I am thinking of changing my Current internet connection from BSNL to any one of these.
BSNL has simple become a crap and its hardly possible to carry on with it. Though, i saw they  have launched there new Fibre Plan, but its too pricy to take . 

So I have these two options in my locality - *SITICABLE or MEGHBALA * - *You can suggest any other which i can see if i can have it or not
*

I would like to know who has stabel and almost stronh network with at least good ping rates . I just ant to play games with much of LAAG, STUTTERING.



Your help is highly appreciated.


Thanks
-Arnab


----------



## ithehappy (Mar 28, 2013)

If stable is the thing you want then I'd say Siti. Meghbela is the most volatile connection I've heard of.
If you're in proper Calcutta, then you might also try Alliance, heard they are pretty good, least better then the others atm.


----------



## Arnab (Mar 28, 2013)

No, I am in Howrah. 
Ya Alliance is  Good but they wont be giving here , I have two options either SITI Cable or PMPL.

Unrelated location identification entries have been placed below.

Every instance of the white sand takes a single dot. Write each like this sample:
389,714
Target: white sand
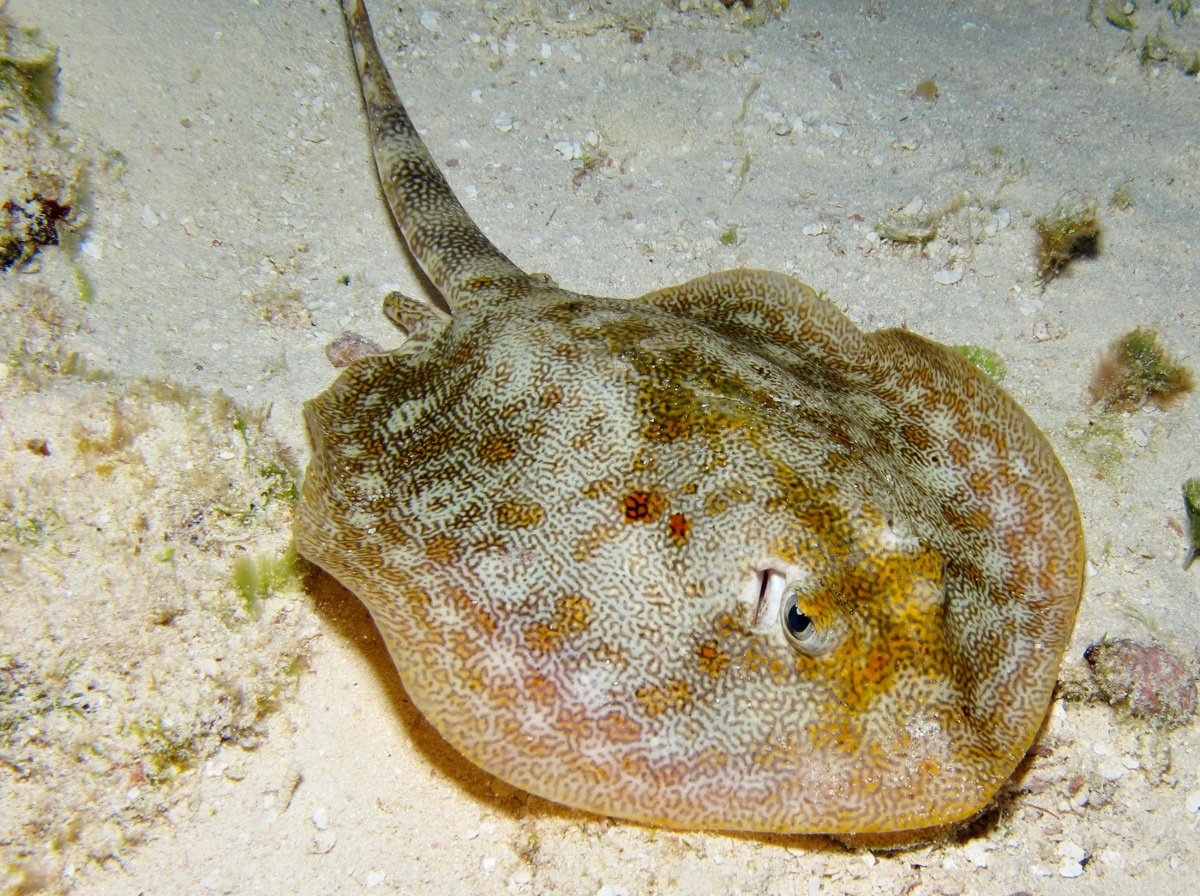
250,193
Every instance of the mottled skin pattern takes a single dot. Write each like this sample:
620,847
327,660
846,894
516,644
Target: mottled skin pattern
709,558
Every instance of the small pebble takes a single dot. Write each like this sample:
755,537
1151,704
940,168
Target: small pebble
348,348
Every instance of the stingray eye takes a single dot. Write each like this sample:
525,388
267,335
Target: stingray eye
801,630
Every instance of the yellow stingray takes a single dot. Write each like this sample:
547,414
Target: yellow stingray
708,558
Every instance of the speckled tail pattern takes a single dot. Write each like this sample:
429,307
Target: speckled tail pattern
459,258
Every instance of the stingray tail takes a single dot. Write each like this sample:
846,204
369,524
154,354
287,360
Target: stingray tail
462,263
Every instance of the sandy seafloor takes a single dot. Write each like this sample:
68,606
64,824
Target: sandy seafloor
244,230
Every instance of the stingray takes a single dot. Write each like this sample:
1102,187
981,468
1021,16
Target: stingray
707,558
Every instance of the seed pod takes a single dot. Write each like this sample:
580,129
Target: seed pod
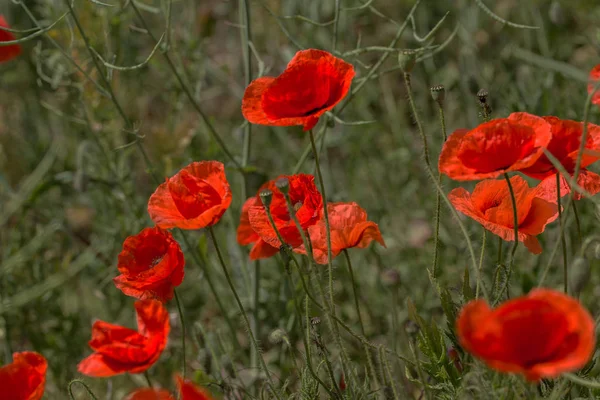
406,60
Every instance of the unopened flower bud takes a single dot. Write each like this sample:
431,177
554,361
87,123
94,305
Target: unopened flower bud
406,60
283,184
277,336
580,275
482,95
438,93
266,196
390,277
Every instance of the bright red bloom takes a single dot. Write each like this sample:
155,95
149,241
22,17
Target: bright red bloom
151,265
313,83
11,51
150,394
246,235
593,81
119,349
566,139
189,391
24,378
490,204
307,202
495,147
194,198
540,335
349,228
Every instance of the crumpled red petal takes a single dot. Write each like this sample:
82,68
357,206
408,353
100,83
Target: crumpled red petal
194,198
540,335
9,52
313,83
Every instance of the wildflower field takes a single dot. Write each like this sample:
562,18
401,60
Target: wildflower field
296,199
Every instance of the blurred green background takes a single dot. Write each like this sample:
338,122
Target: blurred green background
73,184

So , Do you think Siti Cable can give me Good Connection strength to Play Games onlione, Online Straming etc ? 
I dont need Huge Bandwith , but just good Connection Stretghth . I am Fed up of BSNL...


----------



## Arnab (Apr 4, 2013)

I am Not getting PMPL or Alliance in my area. I called them both but they are referring to cable operators whom i found to be with SITI Cable Broadband only .

So , Can anyone tell : Should I Try SITI Cable ? I have BSNL and I wont quit it unless i see some stability . I just need a stabel connection for online games, doesnt require to be of HIgh Bandwith. I just Need Strong Network. 
Games hardly uses any bandwith so I can easily take the limited plans . 

I am Having Heavy Laag In Every Online Games and Streaming . Will Chnaging of BSNL Plan Help? 

Please Suggest


----------